Regular sparse autoencoders sometimes run into issues where features aren't truly independent. 'Feature absorption' happens when a feature tries to do too much, essentially covering for other features and leaving gaps in the overall understanding. 'Feature composition' is the opposite – features meant to be separate end up blending together, making it hard to pinpoint what each one represents. These problems make it harder to understand what the AI is actually learning.
What's the solution?
The researchers developed something called Orthogonal Sparse Autoencoder, or OrtSAE. This method forces the features to be different from each other, like making sure each one focuses on a unique aspect of the data.
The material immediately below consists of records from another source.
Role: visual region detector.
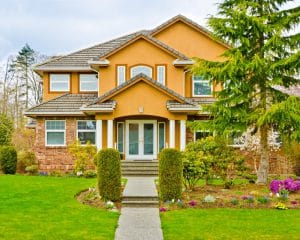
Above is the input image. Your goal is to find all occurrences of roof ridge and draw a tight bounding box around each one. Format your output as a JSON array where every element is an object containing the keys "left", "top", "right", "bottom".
[{"left": 34, "top": 30, "right": 148, "bottom": 68}]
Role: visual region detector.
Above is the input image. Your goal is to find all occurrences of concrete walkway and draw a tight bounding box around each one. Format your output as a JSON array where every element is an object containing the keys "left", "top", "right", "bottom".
[{"left": 115, "top": 177, "right": 163, "bottom": 240}]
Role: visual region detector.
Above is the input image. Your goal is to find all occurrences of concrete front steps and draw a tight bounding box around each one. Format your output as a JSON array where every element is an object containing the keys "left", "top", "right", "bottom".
[
  {"left": 122, "top": 196, "right": 159, "bottom": 208},
  {"left": 121, "top": 160, "right": 158, "bottom": 177},
  {"left": 121, "top": 177, "right": 159, "bottom": 208}
]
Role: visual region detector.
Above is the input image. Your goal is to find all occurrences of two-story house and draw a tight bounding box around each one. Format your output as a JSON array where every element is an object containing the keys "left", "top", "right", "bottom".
[{"left": 25, "top": 15, "right": 229, "bottom": 172}]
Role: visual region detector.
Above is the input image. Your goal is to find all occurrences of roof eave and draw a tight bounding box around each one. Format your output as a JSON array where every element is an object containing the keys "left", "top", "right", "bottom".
[
  {"left": 24, "top": 111, "right": 85, "bottom": 117},
  {"left": 173, "top": 59, "right": 195, "bottom": 66},
  {"left": 88, "top": 59, "right": 110, "bottom": 67}
]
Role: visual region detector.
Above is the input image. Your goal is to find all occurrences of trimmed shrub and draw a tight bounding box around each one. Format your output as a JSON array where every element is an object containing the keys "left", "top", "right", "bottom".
[
  {"left": 0, "top": 114, "right": 13, "bottom": 146},
  {"left": 17, "top": 150, "right": 36, "bottom": 173},
  {"left": 159, "top": 148, "right": 183, "bottom": 201},
  {"left": 95, "top": 148, "right": 121, "bottom": 201},
  {"left": 25, "top": 165, "right": 38, "bottom": 175},
  {"left": 0, "top": 146, "right": 17, "bottom": 174}
]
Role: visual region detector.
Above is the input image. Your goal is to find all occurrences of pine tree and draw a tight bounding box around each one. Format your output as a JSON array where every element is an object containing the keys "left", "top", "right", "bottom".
[{"left": 191, "top": 0, "right": 300, "bottom": 184}]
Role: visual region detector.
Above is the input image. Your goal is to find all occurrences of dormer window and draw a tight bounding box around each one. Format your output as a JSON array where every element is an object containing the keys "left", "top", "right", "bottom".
[
  {"left": 79, "top": 74, "right": 98, "bottom": 92},
  {"left": 130, "top": 65, "right": 152, "bottom": 78},
  {"left": 49, "top": 74, "right": 70, "bottom": 92}
]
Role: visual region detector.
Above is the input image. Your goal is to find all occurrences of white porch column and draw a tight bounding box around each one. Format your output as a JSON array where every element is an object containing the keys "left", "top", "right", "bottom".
[
  {"left": 169, "top": 119, "right": 175, "bottom": 148},
  {"left": 180, "top": 120, "right": 186, "bottom": 151},
  {"left": 96, "top": 120, "right": 102, "bottom": 151},
  {"left": 107, "top": 119, "right": 114, "bottom": 148}
]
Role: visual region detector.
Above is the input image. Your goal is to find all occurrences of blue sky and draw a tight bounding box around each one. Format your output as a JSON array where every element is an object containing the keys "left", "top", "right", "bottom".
[
  {"left": 0, "top": 0, "right": 221, "bottom": 60},
  {"left": 0, "top": 0, "right": 299, "bottom": 61}
]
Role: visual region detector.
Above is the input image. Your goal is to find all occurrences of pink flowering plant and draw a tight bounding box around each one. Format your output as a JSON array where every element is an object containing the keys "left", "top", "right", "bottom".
[{"left": 270, "top": 178, "right": 300, "bottom": 194}]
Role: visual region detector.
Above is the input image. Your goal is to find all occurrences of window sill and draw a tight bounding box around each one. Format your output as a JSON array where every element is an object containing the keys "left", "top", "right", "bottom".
[{"left": 45, "top": 145, "right": 67, "bottom": 149}]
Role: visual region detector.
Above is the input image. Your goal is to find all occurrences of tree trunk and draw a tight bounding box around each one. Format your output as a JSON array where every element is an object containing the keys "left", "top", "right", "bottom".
[{"left": 256, "top": 125, "right": 269, "bottom": 184}]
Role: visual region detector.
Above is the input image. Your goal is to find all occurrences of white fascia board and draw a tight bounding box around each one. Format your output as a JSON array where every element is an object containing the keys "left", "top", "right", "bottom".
[
  {"left": 173, "top": 59, "right": 195, "bottom": 66},
  {"left": 80, "top": 107, "right": 114, "bottom": 112},
  {"left": 88, "top": 59, "right": 110, "bottom": 66},
  {"left": 24, "top": 111, "right": 85, "bottom": 116}
]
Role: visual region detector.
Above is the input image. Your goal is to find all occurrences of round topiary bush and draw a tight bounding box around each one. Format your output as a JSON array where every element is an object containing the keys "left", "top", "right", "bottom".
[
  {"left": 159, "top": 148, "right": 183, "bottom": 201},
  {"left": 0, "top": 146, "right": 17, "bottom": 174},
  {"left": 95, "top": 148, "right": 121, "bottom": 201}
]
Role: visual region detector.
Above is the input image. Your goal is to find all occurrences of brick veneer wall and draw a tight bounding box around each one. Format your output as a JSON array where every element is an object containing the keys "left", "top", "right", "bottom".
[{"left": 34, "top": 117, "right": 95, "bottom": 173}]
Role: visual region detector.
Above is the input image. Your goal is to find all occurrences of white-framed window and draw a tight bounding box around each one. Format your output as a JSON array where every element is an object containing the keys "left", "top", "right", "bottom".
[
  {"left": 156, "top": 65, "right": 166, "bottom": 85},
  {"left": 117, "top": 66, "right": 126, "bottom": 86},
  {"left": 117, "top": 122, "right": 124, "bottom": 153},
  {"left": 158, "top": 122, "right": 165, "bottom": 152},
  {"left": 192, "top": 75, "right": 212, "bottom": 96},
  {"left": 130, "top": 65, "right": 152, "bottom": 78},
  {"left": 194, "top": 130, "right": 213, "bottom": 141},
  {"left": 79, "top": 74, "right": 98, "bottom": 92},
  {"left": 227, "top": 131, "right": 245, "bottom": 147},
  {"left": 45, "top": 120, "right": 66, "bottom": 146},
  {"left": 77, "top": 120, "right": 96, "bottom": 145},
  {"left": 49, "top": 74, "right": 70, "bottom": 92}
]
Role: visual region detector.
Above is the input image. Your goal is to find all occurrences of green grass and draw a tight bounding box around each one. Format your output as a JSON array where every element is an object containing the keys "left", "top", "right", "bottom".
[
  {"left": 161, "top": 208, "right": 300, "bottom": 240},
  {"left": 0, "top": 175, "right": 119, "bottom": 240}
]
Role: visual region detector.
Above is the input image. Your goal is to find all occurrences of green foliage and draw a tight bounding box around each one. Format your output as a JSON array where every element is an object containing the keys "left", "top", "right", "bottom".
[
  {"left": 25, "top": 165, "right": 38, "bottom": 175},
  {"left": 159, "top": 148, "right": 183, "bottom": 201},
  {"left": 17, "top": 150, "right": 36, "bottom": 173},
  {"left": 183, "top": 137, "right": 246, "bottom": 189},
  {"left": 0, "top": 146, "right": 17, "bottom": 174},
  {"left": 83, "top": 170, "right": 97, "bottom": 178},
  {"left": 95, "top": 149, "right": 121, "bottom": 201},
  {"left": 190, "top": 0, "right": 300, "bottom": 184},
  {"left": 68, "top": 140, "right": 97, "bottom": 173},
  {"left": 0, "top": 114, "right": 13, "bottom": 146}
]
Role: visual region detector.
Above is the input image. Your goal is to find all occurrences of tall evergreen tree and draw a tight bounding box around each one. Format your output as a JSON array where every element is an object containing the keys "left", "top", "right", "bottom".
[{"left": 191, "top": 0, "right": 300, "bottom": 184}]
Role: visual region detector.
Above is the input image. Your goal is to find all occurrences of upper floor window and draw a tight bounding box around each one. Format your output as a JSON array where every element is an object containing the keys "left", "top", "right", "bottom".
[
  {"left": 130, "top": 65, "right": 152, "bottom": 78},
  {"left": 79, "top": 74, "right": 98, "bottom": 92},
  {"left": 49, "top": 74, "right": 70, "bottom": 92},
  {"left": 192, "top": 75, "right": 212, "bottom": 97},
  {"left": 45, "top": 120, "right": 66, "bottom": 146},
  {"left": 117, "top": 65, "right": 126, "bottom": 86},
  {"left": 156, "top": 65, "right": 166, "bottom": 85}
]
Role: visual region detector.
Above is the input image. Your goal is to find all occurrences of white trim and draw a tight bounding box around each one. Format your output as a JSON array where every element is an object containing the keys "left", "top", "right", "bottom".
[
  {"left": 49, "top": 74, "right": 70, "bottom": 92},
  {"left": 168, "top": 107, "right": 200, "bottom": 112},
  {"left": 173, "top": 59, "right": 194, "bottom": 66},
  {"left": 125, "top": 120, "right": 157, "bottom": 160},
  {"left": 158, "top": 122, "right": 166, "bottom": 152},
  {"left": 169, "top": 119, "right": 175, "bottom": 148},
  {"left": 156, "top": 65, "right": 165, "bottom": 85},
  {"left": 96, "top": 120, "right": 102, "bottom": 151},
  {"left": 107, "top": 120, "right": 114, "bottom": 148},
  {"left": 80, "top": 107, "right": 114, "bottom": 112},
  {"left": 24, "top": 112, "right": 85, "bottom": 116},
  {"left": 117, "top": 122, "right": 125, "bottom": 153},
  {"left": 45, "top": 120, "right": 66, "bottom": 147},
  {"left": 34, "top": 66, "right": 92, "bottom": 71},
  {"left": 180, "top": 120, "right": 186, "bottom": 150},
  {"left": 88, "top": 59, "right": 110, "bottom": 66},
  {"left": 79, "top": 73, "right": 99, "bottom": 92},
  {"left": 192, "top": 75, "right": 213, "bottom": 97},
  {"left": 76, "top": 120, "right": 96, "bottom": 145},
  {"left": 130, "top": 65, "right": 152, "bottom": 78},
  {"left": 117, "top": 65, "right": 126, "bottom": 86}
]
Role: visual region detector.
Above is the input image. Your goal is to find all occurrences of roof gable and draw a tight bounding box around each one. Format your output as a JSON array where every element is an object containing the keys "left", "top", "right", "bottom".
[
  {"left": 150, "top": 15, "right": 230, "bottom": 49},
  {"left": 89, "top": 73, "right": 192, "bottom": 105}
]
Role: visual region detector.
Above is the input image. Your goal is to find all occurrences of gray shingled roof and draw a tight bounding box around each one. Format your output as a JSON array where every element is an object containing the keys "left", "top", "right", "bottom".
[
  {"left": 87, "top": 73, "right": 195, "bottom": 106},
  {"left": 24, "top": 94, "right": 98, "bottom": 116},
  {"left": 166, "top": 100, "right": 199, "bottom": 110},
  {"left": 81, "top": 100, "right": 116, "bottom": 110},
  {"left": 34, "top": 28, "right": 188, "bottom": 70}
]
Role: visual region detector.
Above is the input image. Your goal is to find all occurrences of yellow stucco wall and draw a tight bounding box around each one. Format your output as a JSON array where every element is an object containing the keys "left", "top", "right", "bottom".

They do this by penalizing the system when features become too similar during training. Importantly, this doesn't slow down the training process significantly, even as the system gets bigger.
Why it matters?
OrtSAE is better at finding truly distinct features – about 9% more than standard methods. It significantly reduces both feature absorption and composition, meaning the features are more focused and independent. This leads to better performance in tasks like removing misleading patterns in data and performs just as well as other methods on typical AI tasks. Ultimately, this makes AI models more transparent and reliable.
Abstract
Sparse autoencoders (SAEs) are a technique for sparse decomposition of neural network activations into human-interpretable features. However, current SAEs suffer from feature absorption, where specialized features capture instances of general features creating representation holes, and feature composition, where independent features merge into composite representations. In this work, we introduce Orthogonal SAE (OrtSAE), a novel approach aimed to mitigate these issues by enforcing orthogonality between the learned features. By implementing a new training procedure that penalizes high pairwise cosine similarity between SAE features, OrtSAE promotes the development of disentangled features while scaling linearly with the SAE size, avoiding significant computational overhead. We train OrtSAE across different models and layers and compare it with other methods. We find that OrtSAE discovers 9% more distinct features, reduces feature absorption (by 65%) and composition (by 15%), improves performance on spurious correlation removal (+6%), and achieves on-par performance for other downstream tasks compared to traditional SAEs.